For dyeing I use wool daubers and apply as follows: 1 coat horizontal, 1 coat vertical, 1 coat diagonal. Apply another diagonal coat (perpendicular to coat 3) if needed. Make sure to keep the dauber wet with dye, don't let them dry out. The result is not perfectly even, but it is even enough to look great and the very slight difference in the colour depth gives leather a very nice "live" look.

For finishing, hot waxing and resolene seem to crack when flexed (at least I couldn't get a consistent result that wouldn't crack). Leather sheen seems alright for tooled leather, though it darkens it quite a bit. I've tried Aussie recently and it will most likely become my favourite. Just need to test it a bit more. A 33-33-33 mix of resolene, atom wax and water is my choice for the edges, however, it seems to perform pretty well if used on carved grain side too. Just make sure you don't overapply it if its gonna be flexed.

For smooth leather carnauba+mink oil seem to do the job quite well.
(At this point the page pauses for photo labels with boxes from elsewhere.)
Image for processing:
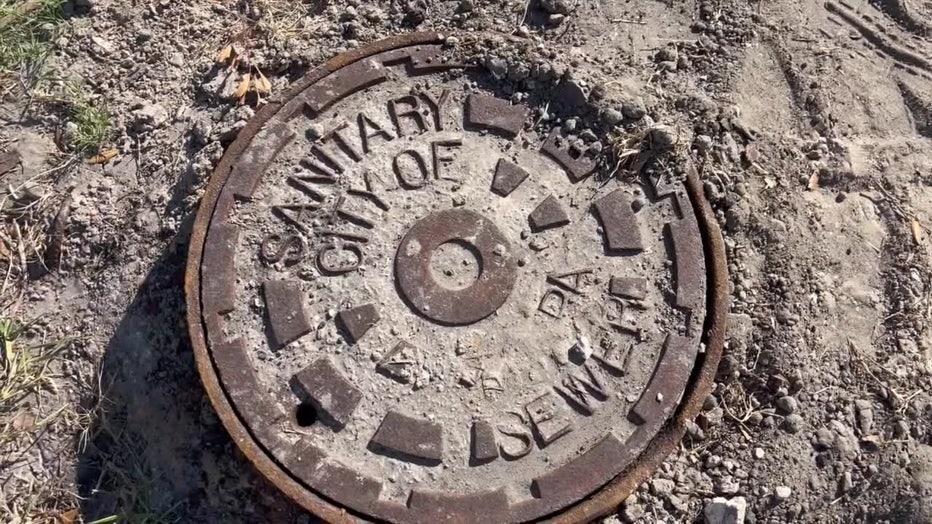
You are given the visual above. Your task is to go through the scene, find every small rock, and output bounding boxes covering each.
[602,108,625,126]
[650,479,676,497]
[540,0,573,15]
[133,104,168,131]
[702,497,748,524]
[650,125,677,152]
[773,486,793,502]
[815,428,835,449]
[712,475,741,495]
[838,471,854,496]
[621,99,647,120]
[854,400,874,434]
[693,135,712,154]
[777,396,798,415]
[783,413,803,435]
[621,503,644,523]
[657,45,679,62]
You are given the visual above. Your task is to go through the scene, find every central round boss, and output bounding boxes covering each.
[395,209,517,326]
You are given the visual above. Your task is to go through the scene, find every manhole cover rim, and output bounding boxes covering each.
[185,32,728,522]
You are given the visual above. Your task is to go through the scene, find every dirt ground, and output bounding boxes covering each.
[0,0,932,523]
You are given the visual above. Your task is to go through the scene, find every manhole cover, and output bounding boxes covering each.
[187,35,721,522]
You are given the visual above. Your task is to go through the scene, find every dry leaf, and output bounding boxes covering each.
[217,44,234,65]
[58,509,78,524]
[255,69,272,95]
[910,219,922,244]
[806,171,819,191]
[87,149,117,164]
[233,73,252,100]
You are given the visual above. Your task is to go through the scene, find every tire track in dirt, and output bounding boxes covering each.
[896,79,932,138]
[825,2,932,73]
[870,0,932,36]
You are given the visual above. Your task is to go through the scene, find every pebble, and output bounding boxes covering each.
[777,396,799,415]
[702,497,748,524]
[783,413,803,435]
[621,502,644,523]
[773,486,793,501]
[621,100,647,120]
[650,125,677,152]
[650,479,676,497]
[602,108,625,126]
[540,0,573,15]
[854,399,874,434]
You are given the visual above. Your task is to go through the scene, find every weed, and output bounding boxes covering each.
[65,83,111,154]
[0,318,72,419]
[0,0,63,93]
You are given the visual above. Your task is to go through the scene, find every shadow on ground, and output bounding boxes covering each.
[76,172,306,523]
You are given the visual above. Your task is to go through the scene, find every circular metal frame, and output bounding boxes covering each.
[185,33,728,523]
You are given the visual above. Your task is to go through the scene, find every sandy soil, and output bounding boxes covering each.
[0,0,932,523]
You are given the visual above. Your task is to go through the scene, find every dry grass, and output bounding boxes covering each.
[82,396,181,524]
[0,156,79,312]
[253,0,326,40]
[0,318,76,522]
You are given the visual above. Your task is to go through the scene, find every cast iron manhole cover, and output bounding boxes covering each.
[187,35,721,522]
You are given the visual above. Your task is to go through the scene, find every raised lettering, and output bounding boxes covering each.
[430,138,463,181]
[392,149,429,189]
[498,412,534,460]
[356,113,395,154]
[388,95,427,136]
[420,89,450,131]
[317,243,362,276]
[592,338,634,376]
[524,391,573,447]
[547,269,592,295]
[537,289,566,318]
[553,363,608,415]
[259,233,307,265]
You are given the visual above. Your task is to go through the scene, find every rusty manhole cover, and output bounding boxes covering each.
[187,35,721,522]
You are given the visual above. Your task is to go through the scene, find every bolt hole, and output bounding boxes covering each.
[294,404,317,428]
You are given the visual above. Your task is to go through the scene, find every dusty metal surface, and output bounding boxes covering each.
[186,34,724,522]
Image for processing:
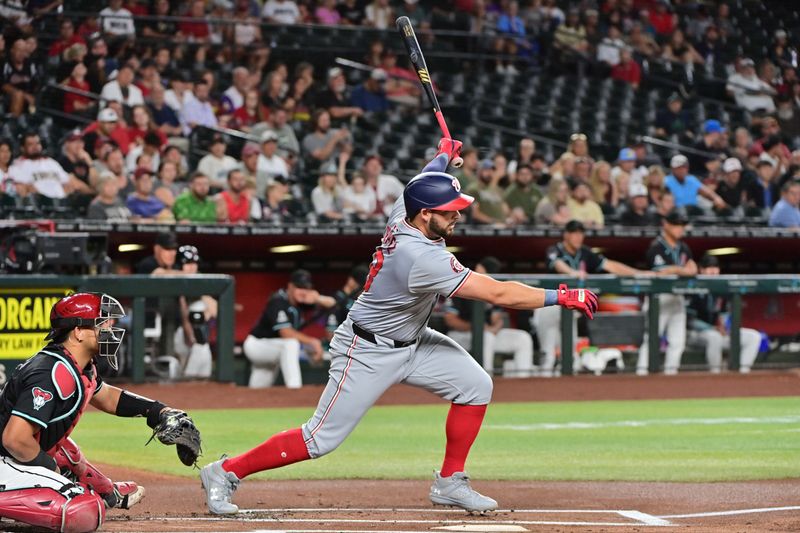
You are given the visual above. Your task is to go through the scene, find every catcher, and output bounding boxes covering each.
[0,293,200,533]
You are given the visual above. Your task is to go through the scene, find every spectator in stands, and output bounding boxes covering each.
[611,47,642,89]
[197,135,239,189]
[769,181,800,230]
[364,0,395,30]
[534,179,572,226]
[133,231,178,276]
[664,154,725,209]
[86,172,131,222]
[342,173,383,221]
[453,146,480,191]
[256,130,289,190]
[687,253,761,374]
[147,85,183,137]
[504,163,542,224]
[655,93,694,138]
[360,154,404,217]
[350,68,391,113]
[311,163,345,222]
[47,18,86,58]
[178,0,211,42]
[180,80,219,135]
[688,119,728,178]
[717,157,752,215]
[62,62,95,114]
[317,67,364,120]
[636,210,697,376]
[567,181,605,228]
[228,89,261,133]
[444,257,534,378]
[337,0,366,26]
[100,0,136,39]
[302,109,352,171]
[261,0,300,24]
[220,67,250,115]
[56,130,97,189]
[142,0,178,41]
[533,220,645,377]
[0,39,41,117]
[242,270,336,389]
[589,161,619,213]
[508,137,536,179]
[172,172,219,224]
[216,168,251,224]
[467,159,511,227]
[8,132,91,200]
[100,64,144,107]
[126,167,175,222]
[725,58,776,113]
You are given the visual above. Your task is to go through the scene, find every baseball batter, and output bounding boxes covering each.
[200,138,597,514]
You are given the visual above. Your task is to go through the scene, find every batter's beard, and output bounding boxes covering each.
[428,218,455,239]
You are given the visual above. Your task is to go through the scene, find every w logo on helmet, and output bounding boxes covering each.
[33,387,53,411]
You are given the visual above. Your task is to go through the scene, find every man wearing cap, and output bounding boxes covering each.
[664,154,725,209]
[350,68,391,113]
[197,135,239,189]
[444,256,534,378]
[242,270,336,389]
[533,220,648,377]
[636,209,697,376]
[172,172,221,223]
[769,181,800,230]
[620,183,658,226]
[200,139,597,514]
[687,119,728,178]
[315,67,364,120]
[256,130,289,194]
[725,58,776,113]
[687,254,761,374]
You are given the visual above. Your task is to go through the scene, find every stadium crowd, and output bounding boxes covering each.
[0,0,800,228]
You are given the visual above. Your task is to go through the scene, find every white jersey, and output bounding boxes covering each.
[8,157,69,198]
[349,197,472,342]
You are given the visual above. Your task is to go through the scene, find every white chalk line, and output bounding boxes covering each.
[658,505,800,518]
[483,415,800,431]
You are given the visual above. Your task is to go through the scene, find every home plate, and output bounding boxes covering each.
[433,524,528,531]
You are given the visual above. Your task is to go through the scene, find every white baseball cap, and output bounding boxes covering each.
[669,154,689,168]
[97,107,119,122]
[722,157,742,172]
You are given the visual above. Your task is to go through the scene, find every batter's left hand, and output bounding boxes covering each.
[558,283,597,319]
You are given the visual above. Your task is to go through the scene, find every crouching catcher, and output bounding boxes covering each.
[0,293,201,533]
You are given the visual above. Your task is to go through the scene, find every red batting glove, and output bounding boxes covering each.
[436,137,464,168]
[558,283,597,319]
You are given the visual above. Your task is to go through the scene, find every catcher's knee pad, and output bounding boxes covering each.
[0,485,106,533]
[52,437,114,495]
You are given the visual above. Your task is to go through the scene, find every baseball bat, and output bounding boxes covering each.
[395,17,452,139]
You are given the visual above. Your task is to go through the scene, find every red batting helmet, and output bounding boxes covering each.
[46,292,125,370]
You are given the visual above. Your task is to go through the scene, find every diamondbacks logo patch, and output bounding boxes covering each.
[33,387,53,411]
[450,256,464,274]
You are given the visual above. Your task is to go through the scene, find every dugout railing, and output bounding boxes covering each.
[471,274,800,375]
[0,274,235,383]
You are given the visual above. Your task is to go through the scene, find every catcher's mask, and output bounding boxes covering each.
[45,292,125,370]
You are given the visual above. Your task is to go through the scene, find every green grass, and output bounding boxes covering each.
[74,397,800,482]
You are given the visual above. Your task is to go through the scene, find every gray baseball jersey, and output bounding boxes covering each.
[350,198,471,341]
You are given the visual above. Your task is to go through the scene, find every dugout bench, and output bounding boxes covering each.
[472,274,800,375]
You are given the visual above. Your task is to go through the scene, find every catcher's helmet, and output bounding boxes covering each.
[403,172,475,218]
[46,292,125,370]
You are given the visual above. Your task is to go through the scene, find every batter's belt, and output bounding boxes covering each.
[353,322,417,348]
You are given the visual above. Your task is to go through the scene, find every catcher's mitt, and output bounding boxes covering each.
[147,407,203,466]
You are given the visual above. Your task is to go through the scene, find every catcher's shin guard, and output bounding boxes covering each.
[0,485,106,533]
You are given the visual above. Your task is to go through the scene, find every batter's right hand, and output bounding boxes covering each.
[436,137,464,168]
[558,283,597,319]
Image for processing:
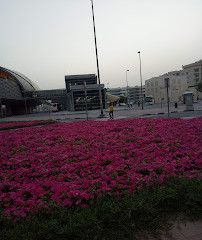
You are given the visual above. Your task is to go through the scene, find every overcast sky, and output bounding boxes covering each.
[0,0,202,89]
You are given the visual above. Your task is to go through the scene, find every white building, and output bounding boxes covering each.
[108,86,145,103]
[182,60,202,100]
[145,71,188,103]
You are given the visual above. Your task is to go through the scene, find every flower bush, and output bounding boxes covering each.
[0,118,202,221]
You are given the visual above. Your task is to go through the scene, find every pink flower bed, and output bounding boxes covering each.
[0,121,44,129]
[0,118,202,219]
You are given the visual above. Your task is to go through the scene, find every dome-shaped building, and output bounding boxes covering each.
[0,67,40,116]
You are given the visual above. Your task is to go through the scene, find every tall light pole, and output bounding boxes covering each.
[138,51,143,109]
[91,0,104,117]
[126,70,130,106]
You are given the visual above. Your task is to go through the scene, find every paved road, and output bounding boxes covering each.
[0,102,202,122]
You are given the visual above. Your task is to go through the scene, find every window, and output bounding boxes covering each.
[194,73,199,78]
Atom wax & Aussie can also be used here.

I'm still to try bag kote.

I bought bag kote and tried it on some 3-4oz bracelets I made. It has made them a little stiff but I think that is mostly due to how thin this leather is. No cracking and a nice finish.

I'll test with some acrlic resoline when my local shop unpacks their truck.

For those of you who dye using sponges or daubers; do you dye the grain side of the leather, too?